1) Does Qt provide any documentation to support the programming and build? (i.e. importing function prototypes, linking to the library, ..)

2) Is there a better approach to USB communication in Qt?

ChrisW67
29th January 2011, 09:42
1) Does Qt provide any documentation to support the programming and build? (i.e. importing function prototypes, linking to the library, ..)

If you use Qmake to build your project then you want to adjust the INCLUDEPATH and LIBS entries (look in the Qmake docs). Search in this forum... the topic has been gone over several times. If you are using CMake or something else then Qt documentation will not help.

If the library exports C++ objects (mangled names) then you must match the compilers (i.e. almost mandates MSVC). If the library exports on C (plain) names then either MingW or MSVC will work.

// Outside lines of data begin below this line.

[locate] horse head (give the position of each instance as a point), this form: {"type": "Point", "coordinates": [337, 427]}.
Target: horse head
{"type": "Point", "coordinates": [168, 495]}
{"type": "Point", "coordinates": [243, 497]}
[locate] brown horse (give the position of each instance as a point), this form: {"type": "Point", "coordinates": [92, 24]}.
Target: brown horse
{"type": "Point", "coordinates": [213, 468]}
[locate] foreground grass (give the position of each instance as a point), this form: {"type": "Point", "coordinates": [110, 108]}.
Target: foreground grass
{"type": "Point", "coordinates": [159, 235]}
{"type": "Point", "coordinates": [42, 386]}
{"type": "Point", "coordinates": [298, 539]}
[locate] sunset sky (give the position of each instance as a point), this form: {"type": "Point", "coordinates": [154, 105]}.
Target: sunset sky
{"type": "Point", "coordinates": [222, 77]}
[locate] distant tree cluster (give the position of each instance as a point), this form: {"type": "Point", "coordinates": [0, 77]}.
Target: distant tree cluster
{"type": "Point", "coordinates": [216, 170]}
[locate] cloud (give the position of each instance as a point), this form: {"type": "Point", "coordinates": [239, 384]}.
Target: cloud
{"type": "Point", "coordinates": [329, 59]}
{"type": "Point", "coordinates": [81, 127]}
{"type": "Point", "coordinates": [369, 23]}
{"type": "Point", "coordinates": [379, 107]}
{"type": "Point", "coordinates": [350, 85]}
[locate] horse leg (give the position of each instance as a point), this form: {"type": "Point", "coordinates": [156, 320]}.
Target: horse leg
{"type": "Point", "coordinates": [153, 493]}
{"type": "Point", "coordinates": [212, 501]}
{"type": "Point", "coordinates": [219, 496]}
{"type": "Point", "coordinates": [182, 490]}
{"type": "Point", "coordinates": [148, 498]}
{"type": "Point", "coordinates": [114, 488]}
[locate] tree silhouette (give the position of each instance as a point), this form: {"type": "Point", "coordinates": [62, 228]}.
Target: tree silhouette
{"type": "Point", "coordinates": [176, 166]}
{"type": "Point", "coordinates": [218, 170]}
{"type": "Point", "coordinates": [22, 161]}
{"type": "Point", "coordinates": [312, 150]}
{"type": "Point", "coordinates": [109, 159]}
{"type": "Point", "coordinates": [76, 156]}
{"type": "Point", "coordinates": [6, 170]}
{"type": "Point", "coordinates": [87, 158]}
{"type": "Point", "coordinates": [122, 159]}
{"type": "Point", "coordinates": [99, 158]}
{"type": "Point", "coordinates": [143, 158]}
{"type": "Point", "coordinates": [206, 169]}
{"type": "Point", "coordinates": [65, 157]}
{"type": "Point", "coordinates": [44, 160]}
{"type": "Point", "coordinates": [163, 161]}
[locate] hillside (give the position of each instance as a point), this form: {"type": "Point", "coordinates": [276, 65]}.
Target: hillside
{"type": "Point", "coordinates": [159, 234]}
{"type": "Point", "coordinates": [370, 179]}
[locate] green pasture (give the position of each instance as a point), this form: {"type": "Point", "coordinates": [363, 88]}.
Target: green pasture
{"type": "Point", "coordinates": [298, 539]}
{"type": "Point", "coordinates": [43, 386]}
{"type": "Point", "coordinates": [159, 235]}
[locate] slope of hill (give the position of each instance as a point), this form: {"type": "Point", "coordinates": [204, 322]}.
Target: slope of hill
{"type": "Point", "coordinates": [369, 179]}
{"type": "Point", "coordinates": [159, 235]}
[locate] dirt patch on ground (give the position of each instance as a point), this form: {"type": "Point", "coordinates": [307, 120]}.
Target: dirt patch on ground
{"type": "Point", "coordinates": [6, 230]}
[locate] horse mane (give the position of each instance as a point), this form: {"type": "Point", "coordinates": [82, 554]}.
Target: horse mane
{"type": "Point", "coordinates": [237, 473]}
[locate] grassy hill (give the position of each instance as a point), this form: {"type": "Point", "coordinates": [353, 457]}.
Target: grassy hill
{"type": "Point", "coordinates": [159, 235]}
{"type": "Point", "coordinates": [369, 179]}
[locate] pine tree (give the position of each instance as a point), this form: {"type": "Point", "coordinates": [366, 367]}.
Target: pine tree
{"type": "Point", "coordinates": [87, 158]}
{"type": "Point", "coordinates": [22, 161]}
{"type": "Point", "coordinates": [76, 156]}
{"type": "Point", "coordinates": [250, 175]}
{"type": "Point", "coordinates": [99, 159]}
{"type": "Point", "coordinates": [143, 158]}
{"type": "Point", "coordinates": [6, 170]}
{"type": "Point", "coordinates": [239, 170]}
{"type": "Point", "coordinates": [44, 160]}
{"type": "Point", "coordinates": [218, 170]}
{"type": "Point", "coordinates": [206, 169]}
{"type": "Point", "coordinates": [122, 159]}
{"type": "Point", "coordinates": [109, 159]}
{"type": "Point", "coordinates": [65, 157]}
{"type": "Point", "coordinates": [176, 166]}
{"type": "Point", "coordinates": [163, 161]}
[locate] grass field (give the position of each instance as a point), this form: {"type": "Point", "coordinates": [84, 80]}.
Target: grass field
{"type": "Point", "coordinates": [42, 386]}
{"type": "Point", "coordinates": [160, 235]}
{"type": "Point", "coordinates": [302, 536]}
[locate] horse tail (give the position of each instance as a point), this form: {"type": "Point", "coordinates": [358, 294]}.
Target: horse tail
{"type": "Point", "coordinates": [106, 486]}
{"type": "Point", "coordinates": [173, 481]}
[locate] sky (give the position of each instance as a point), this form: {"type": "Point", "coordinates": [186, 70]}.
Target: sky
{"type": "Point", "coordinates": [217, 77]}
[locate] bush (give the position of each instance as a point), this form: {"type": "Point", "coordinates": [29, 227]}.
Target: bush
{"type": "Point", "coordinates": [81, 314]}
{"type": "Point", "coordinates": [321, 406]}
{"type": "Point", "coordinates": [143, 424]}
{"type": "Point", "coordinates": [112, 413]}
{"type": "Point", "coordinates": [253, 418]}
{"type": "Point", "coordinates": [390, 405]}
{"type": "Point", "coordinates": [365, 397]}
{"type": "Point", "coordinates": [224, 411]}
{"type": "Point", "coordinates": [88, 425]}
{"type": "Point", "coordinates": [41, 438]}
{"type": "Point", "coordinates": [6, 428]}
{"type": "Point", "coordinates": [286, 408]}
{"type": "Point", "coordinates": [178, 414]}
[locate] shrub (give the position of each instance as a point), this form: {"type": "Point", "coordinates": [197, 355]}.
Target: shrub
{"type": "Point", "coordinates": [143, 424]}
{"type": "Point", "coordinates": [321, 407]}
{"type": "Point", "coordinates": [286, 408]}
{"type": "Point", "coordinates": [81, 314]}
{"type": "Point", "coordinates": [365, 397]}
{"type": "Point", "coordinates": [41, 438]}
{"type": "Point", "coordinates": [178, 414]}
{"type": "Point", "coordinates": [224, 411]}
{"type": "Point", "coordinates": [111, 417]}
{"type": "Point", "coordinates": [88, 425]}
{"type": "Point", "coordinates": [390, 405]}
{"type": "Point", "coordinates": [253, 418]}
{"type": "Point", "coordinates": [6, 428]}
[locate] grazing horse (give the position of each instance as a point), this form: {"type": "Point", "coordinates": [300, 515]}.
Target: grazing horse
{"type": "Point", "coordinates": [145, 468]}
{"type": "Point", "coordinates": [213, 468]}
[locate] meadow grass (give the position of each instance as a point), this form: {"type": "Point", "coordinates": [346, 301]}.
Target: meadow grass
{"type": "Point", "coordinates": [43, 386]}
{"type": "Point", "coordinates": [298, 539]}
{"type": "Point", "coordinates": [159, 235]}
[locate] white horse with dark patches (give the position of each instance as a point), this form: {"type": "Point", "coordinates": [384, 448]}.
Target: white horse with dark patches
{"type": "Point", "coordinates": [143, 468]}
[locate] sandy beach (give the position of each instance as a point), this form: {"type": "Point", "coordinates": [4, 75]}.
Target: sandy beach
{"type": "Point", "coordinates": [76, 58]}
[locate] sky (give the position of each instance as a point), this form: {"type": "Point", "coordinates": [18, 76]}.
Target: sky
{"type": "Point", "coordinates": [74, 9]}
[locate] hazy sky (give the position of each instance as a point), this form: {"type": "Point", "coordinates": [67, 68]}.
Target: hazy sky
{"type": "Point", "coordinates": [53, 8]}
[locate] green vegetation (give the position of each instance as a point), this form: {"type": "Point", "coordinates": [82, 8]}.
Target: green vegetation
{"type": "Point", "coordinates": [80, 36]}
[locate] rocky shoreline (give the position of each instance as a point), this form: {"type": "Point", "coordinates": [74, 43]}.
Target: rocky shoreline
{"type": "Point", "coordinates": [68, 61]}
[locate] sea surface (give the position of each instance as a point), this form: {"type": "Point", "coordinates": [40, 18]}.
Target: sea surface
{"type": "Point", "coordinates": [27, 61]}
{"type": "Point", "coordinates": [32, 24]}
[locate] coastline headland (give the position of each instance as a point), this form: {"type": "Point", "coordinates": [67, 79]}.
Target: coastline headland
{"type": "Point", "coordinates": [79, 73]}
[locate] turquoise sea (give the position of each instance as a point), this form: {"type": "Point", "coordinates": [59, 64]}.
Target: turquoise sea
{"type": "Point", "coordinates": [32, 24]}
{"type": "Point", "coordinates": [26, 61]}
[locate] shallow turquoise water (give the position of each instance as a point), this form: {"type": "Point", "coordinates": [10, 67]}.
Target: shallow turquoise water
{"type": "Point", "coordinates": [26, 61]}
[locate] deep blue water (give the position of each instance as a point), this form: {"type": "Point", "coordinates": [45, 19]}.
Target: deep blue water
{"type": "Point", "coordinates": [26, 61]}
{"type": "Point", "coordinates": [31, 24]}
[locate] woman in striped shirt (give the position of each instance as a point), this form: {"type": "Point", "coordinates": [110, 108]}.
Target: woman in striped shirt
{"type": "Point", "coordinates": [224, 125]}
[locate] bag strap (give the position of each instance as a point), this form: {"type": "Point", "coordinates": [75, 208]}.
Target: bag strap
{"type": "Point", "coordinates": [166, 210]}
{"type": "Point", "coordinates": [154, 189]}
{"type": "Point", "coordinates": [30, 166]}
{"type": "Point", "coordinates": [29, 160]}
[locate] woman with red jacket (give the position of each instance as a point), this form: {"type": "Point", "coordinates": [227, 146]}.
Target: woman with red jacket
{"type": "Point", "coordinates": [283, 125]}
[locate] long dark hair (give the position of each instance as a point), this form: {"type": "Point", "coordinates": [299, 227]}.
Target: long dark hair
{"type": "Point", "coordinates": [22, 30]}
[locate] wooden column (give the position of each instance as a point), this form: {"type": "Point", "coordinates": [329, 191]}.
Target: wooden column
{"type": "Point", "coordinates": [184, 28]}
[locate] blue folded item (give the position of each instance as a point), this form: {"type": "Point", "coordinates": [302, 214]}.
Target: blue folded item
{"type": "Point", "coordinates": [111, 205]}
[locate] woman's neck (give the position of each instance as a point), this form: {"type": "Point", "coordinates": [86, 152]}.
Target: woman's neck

2) Is there a better approach to USB communication in Qt?
No.

squidge
29th January 2011, 10:51
I want to move a desktop Windows app, which communicates with certain devices through a system USB port, from the Visual Studio development environment to the Qt environment. Qt makes the GUI interface very easy but accessing the USB port is not so simple. USB communication requires making calls to functions in a 3rd party DLL library (from FTDI, a USB chip maker).I use FTDI chips a lot and by far the easiest way to use them is to use the provided virtual serial port driver, and then you can talk to your device via Qextserialport and the like.

FTDI also supply full library files and include files should you not wish to do this, so its just a matter of calling functions in that library. No need for importing functions from DLLs. The provided code from FTDI does all that for you.